両親の結婚式の写真。目元が祖父によく似た母と、広いオデコがリリンに似た父。父はオールバックにしているので、くるんと丸い額がよけいに目立った。母はテレビ電話よりふくよかに見えた。若い頃なのでぽっちゃりしていたのかもしれない。指で触れてみたくなるような、エクボが可愛らしいひとだった。テレビ電話のモニターではエクボがあるなんてわからなかった。
少女時代の母が、庭で小犬と遊ぶ写真。ピンクのワンピースと髪に揺れるレースのリボン。祖父がこういう服装をさせたがるのは、きっと、母がコレが似合ったからなのだ。
「あ・・・!」
リリンの視線が次の画像に釘付けになった。『存在するものなら見たい』と、ずっと欲していた、母が赤ん坊を抱く写真だった。これで自分は人間だと安心できるのか、リリンにはわからない。だが、照れくさそうに、しかし嬉しそうにエクボをへこます母の表情は、胸に迫るものがあった。
リリンの記憶が本物だとして。母がリリンを抱く写真の背後のカーテンには、覚えがある。これは、今の家に以前かかっていた柄だ。リリンを連れて祖父のところに遊びに来た時の写真かもしれない。祖父がリリンを膝に乗せるものもある。この写真は母が撮ったのだろう。祖父はもう髪も真っ白で、既に老人という印象だ。
「ボクが赤ちゃんの頃から、じーさんだったのねえ」
この当時、ミセス・ローズウォーターはまだ存在しない。鉄の塊として研究施設か工場のどこかに転がっていたのかもしれない。
「お写真、見つかりました?」
ミセス・ローズウォーターが書斎に静かに入室し、デスクにコーヒーカップを置いた。何杯も飲むから、薄いコーヒー。ミセス・ローズウォーターの行動は、祖父によって『リリンの為に良いように』プログラムされているのだ。

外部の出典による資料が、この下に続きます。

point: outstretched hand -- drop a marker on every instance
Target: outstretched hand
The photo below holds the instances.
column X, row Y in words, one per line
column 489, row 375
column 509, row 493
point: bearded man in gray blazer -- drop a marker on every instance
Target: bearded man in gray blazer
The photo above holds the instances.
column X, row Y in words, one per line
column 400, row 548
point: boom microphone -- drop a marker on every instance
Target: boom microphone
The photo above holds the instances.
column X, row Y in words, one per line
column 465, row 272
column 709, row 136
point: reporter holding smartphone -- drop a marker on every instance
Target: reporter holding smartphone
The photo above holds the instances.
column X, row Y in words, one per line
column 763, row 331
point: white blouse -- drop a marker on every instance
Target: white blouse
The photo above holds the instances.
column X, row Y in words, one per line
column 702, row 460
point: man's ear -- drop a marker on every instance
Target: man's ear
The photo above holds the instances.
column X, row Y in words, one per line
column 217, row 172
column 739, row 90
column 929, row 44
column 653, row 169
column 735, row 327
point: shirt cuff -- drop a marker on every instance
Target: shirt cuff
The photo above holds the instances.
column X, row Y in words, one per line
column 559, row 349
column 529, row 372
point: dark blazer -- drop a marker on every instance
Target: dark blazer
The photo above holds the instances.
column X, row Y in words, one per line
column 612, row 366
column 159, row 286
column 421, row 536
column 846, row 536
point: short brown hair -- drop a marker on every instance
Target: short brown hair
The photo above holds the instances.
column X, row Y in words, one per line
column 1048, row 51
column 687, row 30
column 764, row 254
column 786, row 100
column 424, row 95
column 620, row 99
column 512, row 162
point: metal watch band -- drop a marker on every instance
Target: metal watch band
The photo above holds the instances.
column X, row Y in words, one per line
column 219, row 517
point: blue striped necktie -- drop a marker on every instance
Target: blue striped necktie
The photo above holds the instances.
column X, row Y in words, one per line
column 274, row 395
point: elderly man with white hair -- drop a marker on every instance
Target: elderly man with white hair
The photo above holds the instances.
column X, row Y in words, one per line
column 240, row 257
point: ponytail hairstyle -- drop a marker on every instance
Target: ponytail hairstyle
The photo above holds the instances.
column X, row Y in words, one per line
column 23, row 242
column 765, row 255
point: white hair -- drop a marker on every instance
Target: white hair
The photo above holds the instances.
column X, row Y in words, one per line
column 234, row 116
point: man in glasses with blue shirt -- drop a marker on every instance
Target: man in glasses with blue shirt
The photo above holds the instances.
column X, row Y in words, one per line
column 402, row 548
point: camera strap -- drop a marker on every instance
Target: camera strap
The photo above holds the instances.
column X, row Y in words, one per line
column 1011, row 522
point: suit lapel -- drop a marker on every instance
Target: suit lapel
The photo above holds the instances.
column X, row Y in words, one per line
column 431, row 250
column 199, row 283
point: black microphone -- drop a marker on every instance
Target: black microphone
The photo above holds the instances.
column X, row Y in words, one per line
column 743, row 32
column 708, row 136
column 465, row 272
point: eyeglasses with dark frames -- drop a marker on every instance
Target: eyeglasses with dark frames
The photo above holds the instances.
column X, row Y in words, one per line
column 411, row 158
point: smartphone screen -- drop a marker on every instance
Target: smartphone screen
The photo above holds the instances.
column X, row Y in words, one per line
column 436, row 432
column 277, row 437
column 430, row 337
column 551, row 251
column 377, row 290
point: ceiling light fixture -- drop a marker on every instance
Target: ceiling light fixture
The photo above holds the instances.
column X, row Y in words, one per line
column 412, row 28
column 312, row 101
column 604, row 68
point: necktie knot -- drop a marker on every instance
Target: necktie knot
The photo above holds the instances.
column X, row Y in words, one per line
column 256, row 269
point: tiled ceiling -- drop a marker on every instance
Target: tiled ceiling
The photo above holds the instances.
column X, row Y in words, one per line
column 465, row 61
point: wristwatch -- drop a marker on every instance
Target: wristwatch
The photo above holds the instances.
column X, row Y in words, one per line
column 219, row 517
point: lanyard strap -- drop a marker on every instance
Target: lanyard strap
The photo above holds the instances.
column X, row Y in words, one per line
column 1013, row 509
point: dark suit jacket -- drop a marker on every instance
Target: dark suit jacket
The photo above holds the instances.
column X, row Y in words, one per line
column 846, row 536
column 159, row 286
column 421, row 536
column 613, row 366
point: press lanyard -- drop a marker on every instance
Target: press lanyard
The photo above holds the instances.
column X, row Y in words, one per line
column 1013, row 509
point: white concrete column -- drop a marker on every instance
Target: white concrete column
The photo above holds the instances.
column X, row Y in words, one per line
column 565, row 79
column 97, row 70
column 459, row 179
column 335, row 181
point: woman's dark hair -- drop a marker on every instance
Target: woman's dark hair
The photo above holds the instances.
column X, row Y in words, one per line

「テレビ電話は画像が悪いでしょう、お嬢様がこんな綺麗なかたとは思いませんでしたわ」
自分もモニターを覗き込み、本音なのか世辞なのかわからぬ感想を洩らした。
「優しそうなかたですわね」
何の振動によってミセス・ローズウォーターの声が作られているのか、リリンは知らない。だが、機械であるはずの彼女の声には温かみがあった。
「うん」
リリンは素直に頷く。母の姿を見られたことは嬉しい。柔らかな布に包まれたリリンを抱く指、その細い指の曲がり具合や手の甲の筋にまで、リリンへの想いが感じ取れた。
だが、もう過去のことだ。エルザードにいる限り両親には会えないし、だいたい、元の世界でも会った記憶のない人たちだ。
リリンを育ててくれたのは、今は亡き祖父と、そして、冷たい腕(かいな)と堅い頬のミセス・ローズウォーター。
母への暖かい想いと共に、家政婦ロボットへの愛情も意識した。それはリリンの中に確固として有った。普段は、口うるさい彼女が疎ましくて、あまり気付かないのだけれど。
「ねえ、ミセス・ローズウォーター。午後から、買物に付き合ってくれない?」
「はい?どうなさいました?」
「花柄のブラウスとか、着てみようかなと思って。ピンクの。一緒に選んでくれる?」
「・・・。了解いたしました」
ミセス・ローズウォーターは、銀色の頬をゆるませて微笑んだ。
このみごとな『間』は、祖父のプログラムなのか。彼女には感情はない。でも、ミセス・ローズウォーターを好きだという想いも、育ててくれたことを感謝する感情も、リリンの方には存在する。彼女がリリンにピンクを着せたがっているように振る舞うのなら、着てあげたい・・・そう思う気持ちは、プログラムでは無い。
「でも、お出かけは洗濯が終わってからですわ。朝食が終わったらお洋服を着替えてくださいとお願いしたの、もうお忘れですね?」
「あ」
ペロリと舌を出したリリンを、瞳を細めて眺め、『しょうがないですねえ』とため息をつく。
彼女は今同時に、エルザードのブティックのデータを整理しているのだろうか。それとも何を着ていこうか、手持ちの服を検索しているのかもしれない。
どちらにしろ、楽しい午後になりそうだった。